Üniversitelerde yetiştirilen öğretmenlerin yeterliliği açık ve toplumsal bir sistem olan eğitimi doğrudan etkiler. Bu bakımdan eğitim sistemi içinde görev alacak öğretmenlerin gerek hizmet öncesinde, gerekse hizmet içinde, iyi bir biçimde yetiştirilmeleri eğitim hizmetlerinin kalitesi için hayati önem taşımaktadır (Şişman, 2000). Ayrıca öğretmenlerin ölçme ve değerlendirme yeterliliğinin, öğrenciler hakkında alınacak eğitimsel kararlara dayanak oluşturduğu ve yeri gelince okul yöneticileri, öğrenciler ve aileler tarafından kullanıldığı düşünülürse, günümüzde uygulanan yapılandırmacı yaklaşım temelli coğrafya eğitiminde ders programlarının yürütücüleri olan öğretmenlere, ölçme ve değerlendirme konusunda önemli sorumluluklar düştüğü daha iyi anlaşılacaktır. Bu anlamda, Coğrafya öğretmeni yetiştiren kurumların, farklı türden ölçme ve değerlendirme araçlarını geliştiren, kullanan ve sonuçları

(20)

değerlendirebilen öğretmen adayları yetiştirmeleri bir zorunluluktur. Öte yandan, alanda görev yapan coğrafya öğretmenleri ile yapılan araştırmalarda öğretmen yetiştiren yükseköğretim kurumlarında yer alan ölçme ve değerlendirme derslerinin yetersiz olarak algılandığı tespit edilmiştir (Karakuş ve Öztürk-Demirbaş, 2011; Bilgili, 2011; Akbaş-Gençtürk, 2013).
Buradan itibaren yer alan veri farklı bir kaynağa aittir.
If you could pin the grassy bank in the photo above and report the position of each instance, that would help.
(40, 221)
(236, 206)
Benzer bulgular, farklı alanlarda yapılan araştırmalarda da göze çarpmaktadır (Campell ve Evans 2000; Özsevgeç vd., 2004; Karaca, 2004; Adıyaman, 2005; Arık, 2006; Eyitmiş, 2007; Erdal, 2007; Gök ve Şahin, 2009; Kanatlı, 2008; Sağlam-Arslan, vd.,2009). Dolayısıyla, öğretmenlerin ölçme ve değerlendirmeye yönelik eksik bir eğitimsel donanımla mezun olup alanda çalışmaya başladığını söylemek mümkündür (Aydın, 2001; Gelbal ve Kelecioğlu, 2007; Kan, 2007; Birgin ve Gürbüz, 2008; Tay vd., 2009; Bal, 2009). Bu araştırma sonuçlarına dayanarak, üniversite eğitimleri sırasında ölçme ve değerlendirmeye ilişkin yeterli düzeyde teorik ve uygulamalı eğitim almadıklarını düşünen öğretmenlerin, ölçme ve değerlendirme araçlarının kullanımına ilişkin olumsuz algılarının olduğu ve kendilerini bu konuda yeterli hissetmedikleri sonucuna ulaşılabilir.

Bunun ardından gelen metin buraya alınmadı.